Sleeping Baby Trapped in a Hot Car
What do you do if you see a child trapped in a car on a hot day?
Feb. 2, 2009— -- Imagine walking down a busy street and suddenly hearing a cry coming from a parked car. When you look closer, you spot a baby in the backseat and notice that all the windows are closed. It's a hot summer day and the parents are nowhere to be found.
What do you do?
Tragically, every year almost 40 children die from hyperthermia after being left alone in a hot car. But many more kids are saved when strangers come to their rescue. ABC's "What Would You Do?" wanted to see what ordinary people would do if they came upon a baby left alone in the backseat on a hot summer day.
For our ABC News experiment we parked a car on a busy suburban street for two days. Inside, we left a lifelike doll called a "reborn," made to look like a newborn infant. The doll's battery-operated breathing mechanism made it all the more convincing.
We hired an actress to play the baby's mother and, with the help of a dozen surveillance cameras, watched the action from a nearby building. Janette Fennell, president of Kids and Cars, a group that promotes car safety for children, watched as the footage unfolded.
What we learned both surprised and alarmed us.

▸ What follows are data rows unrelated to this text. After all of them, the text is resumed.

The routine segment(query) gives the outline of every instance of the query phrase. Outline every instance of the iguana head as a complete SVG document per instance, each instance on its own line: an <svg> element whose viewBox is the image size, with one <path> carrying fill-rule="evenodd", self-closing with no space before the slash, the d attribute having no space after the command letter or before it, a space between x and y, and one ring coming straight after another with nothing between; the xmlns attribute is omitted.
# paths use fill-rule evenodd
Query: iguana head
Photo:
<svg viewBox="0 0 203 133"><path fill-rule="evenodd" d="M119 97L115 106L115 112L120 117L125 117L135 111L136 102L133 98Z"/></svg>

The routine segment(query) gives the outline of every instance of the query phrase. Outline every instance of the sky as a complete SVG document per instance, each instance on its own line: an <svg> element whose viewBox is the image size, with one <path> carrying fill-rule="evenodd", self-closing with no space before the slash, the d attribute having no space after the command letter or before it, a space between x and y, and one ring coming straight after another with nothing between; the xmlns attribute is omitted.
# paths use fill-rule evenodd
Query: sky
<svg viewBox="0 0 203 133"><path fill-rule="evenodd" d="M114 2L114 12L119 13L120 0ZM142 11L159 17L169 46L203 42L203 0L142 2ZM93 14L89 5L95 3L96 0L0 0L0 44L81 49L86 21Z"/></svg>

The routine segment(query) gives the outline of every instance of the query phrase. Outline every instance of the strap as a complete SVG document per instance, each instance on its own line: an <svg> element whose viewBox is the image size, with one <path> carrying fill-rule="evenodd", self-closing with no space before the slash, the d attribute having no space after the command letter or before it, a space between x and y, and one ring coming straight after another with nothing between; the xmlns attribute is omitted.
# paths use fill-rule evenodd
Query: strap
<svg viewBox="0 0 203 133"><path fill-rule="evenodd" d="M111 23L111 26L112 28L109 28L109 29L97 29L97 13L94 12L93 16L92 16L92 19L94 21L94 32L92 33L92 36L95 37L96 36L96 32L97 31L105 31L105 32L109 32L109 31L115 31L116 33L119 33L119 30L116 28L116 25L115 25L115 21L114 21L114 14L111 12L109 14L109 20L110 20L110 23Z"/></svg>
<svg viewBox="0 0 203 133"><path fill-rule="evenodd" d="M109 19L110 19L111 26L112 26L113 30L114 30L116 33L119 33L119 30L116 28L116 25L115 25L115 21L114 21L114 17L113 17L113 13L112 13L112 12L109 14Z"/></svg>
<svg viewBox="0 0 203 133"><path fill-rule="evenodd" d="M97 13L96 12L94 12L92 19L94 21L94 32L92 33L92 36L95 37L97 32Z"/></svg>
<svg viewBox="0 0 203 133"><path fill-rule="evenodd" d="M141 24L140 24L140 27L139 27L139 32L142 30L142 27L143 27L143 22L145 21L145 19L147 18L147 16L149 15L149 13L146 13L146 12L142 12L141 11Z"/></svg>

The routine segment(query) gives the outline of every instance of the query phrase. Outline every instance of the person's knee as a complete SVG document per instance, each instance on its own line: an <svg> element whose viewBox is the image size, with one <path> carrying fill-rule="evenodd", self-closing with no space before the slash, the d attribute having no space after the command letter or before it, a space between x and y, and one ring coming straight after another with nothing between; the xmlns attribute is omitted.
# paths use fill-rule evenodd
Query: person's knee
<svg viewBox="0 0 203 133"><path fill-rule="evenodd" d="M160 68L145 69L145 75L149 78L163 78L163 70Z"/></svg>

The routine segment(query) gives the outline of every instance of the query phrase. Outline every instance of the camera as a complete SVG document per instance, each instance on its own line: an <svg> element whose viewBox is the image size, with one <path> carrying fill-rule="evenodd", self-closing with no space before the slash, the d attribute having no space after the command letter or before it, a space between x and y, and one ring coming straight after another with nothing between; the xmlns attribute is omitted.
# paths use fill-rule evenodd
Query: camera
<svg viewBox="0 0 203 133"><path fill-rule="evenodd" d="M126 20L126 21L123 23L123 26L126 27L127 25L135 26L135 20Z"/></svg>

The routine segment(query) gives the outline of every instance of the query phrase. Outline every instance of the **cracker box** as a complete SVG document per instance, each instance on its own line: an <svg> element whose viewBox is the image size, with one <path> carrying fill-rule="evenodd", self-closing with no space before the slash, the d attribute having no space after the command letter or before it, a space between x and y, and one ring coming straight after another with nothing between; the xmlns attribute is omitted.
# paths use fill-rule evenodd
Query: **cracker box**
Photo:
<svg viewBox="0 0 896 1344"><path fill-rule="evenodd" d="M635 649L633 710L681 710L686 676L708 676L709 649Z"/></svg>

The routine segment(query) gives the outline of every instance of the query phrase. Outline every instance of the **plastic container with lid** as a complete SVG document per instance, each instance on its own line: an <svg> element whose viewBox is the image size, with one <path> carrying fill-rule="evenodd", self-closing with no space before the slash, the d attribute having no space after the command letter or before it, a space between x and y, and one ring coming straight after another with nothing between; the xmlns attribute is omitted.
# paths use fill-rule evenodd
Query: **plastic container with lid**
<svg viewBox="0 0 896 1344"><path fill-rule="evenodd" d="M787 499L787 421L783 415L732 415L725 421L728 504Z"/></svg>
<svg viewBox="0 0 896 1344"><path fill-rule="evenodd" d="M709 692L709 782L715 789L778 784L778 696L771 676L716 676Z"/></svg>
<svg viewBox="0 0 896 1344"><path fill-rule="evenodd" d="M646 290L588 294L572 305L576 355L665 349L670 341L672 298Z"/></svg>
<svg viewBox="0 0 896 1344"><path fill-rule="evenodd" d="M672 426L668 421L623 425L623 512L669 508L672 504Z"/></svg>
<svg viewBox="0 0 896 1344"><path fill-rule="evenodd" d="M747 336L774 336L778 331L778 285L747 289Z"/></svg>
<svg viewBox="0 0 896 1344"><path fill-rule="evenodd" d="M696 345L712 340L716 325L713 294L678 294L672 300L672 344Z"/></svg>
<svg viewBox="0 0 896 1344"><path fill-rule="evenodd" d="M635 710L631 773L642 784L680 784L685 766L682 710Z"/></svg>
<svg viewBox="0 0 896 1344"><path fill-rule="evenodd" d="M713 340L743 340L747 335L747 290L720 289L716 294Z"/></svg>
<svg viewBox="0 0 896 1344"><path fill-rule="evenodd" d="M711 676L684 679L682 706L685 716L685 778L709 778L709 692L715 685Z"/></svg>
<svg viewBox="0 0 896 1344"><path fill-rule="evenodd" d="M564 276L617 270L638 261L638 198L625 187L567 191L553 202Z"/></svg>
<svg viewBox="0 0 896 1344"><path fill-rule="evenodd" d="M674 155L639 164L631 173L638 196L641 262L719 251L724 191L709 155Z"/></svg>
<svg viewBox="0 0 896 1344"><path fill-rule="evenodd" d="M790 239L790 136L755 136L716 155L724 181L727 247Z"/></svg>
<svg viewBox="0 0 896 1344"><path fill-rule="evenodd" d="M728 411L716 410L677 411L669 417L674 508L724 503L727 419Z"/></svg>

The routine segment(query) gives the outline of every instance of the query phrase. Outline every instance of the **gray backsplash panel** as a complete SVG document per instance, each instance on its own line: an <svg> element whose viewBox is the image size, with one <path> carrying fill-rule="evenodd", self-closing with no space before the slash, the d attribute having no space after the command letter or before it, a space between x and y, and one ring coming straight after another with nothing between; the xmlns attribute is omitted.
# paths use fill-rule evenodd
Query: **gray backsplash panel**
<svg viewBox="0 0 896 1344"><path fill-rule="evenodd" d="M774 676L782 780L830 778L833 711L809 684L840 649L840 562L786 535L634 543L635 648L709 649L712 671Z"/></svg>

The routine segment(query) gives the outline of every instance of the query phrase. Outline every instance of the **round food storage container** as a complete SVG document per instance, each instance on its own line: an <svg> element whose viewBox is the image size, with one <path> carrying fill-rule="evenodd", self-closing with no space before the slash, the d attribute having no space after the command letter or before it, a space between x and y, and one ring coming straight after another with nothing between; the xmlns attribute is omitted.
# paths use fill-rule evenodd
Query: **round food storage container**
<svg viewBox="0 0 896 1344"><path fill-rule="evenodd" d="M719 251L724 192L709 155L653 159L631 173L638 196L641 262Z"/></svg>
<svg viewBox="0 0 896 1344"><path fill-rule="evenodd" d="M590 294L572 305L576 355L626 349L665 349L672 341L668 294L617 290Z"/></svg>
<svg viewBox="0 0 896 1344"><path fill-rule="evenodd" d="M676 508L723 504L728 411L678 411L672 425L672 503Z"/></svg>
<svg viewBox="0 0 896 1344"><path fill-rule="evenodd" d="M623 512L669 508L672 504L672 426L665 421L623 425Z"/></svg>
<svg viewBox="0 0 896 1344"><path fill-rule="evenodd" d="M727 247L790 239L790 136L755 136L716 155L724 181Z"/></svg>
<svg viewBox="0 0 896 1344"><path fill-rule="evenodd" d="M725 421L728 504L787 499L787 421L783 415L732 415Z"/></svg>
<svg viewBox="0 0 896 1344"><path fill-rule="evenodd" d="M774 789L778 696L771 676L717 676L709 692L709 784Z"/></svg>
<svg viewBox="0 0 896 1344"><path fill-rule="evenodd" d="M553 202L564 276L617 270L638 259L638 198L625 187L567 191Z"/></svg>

Initially we left the baby in the car with the windows rolled up. To someone passing by, it looked as if the child were sleeping. We sat and waited for more than half an hour, but nobody seemed to notice the baby in the backseat. According to Fennell, almost 50 percent of kids who are left in cars by accident are usually forgotten by their caretakers while asleep. The only hope for these kids is if a stranger notices them inside. But during the first part of our experiment, nobody seemed to look inside our car, and the baby went unnoticed.
We decided it was time for our baby to attract some attention. We placed a small speaker in the front seat of the car, propped open the sunroof and played the sound of a newborn wailing as people passed by. We were surprised to see that many were still oblivious. People seemed too busy to notice, many listening to their iPods or using their cell phones. Meanwhile, our car was getting hotter and hotter.
Before the experiment, we installed a thermometer to measure the temperature inside our vehicle. Although the temperature outside didn't rise much above 80 degrees, our car heated up to almost 120 degrees.
"It doesn't have to be hot outside for a child to die in a car," said Jan Null, professor of Meteorology at San Francisco State University. "Last year a child died in a car when it was 66 degrees outside."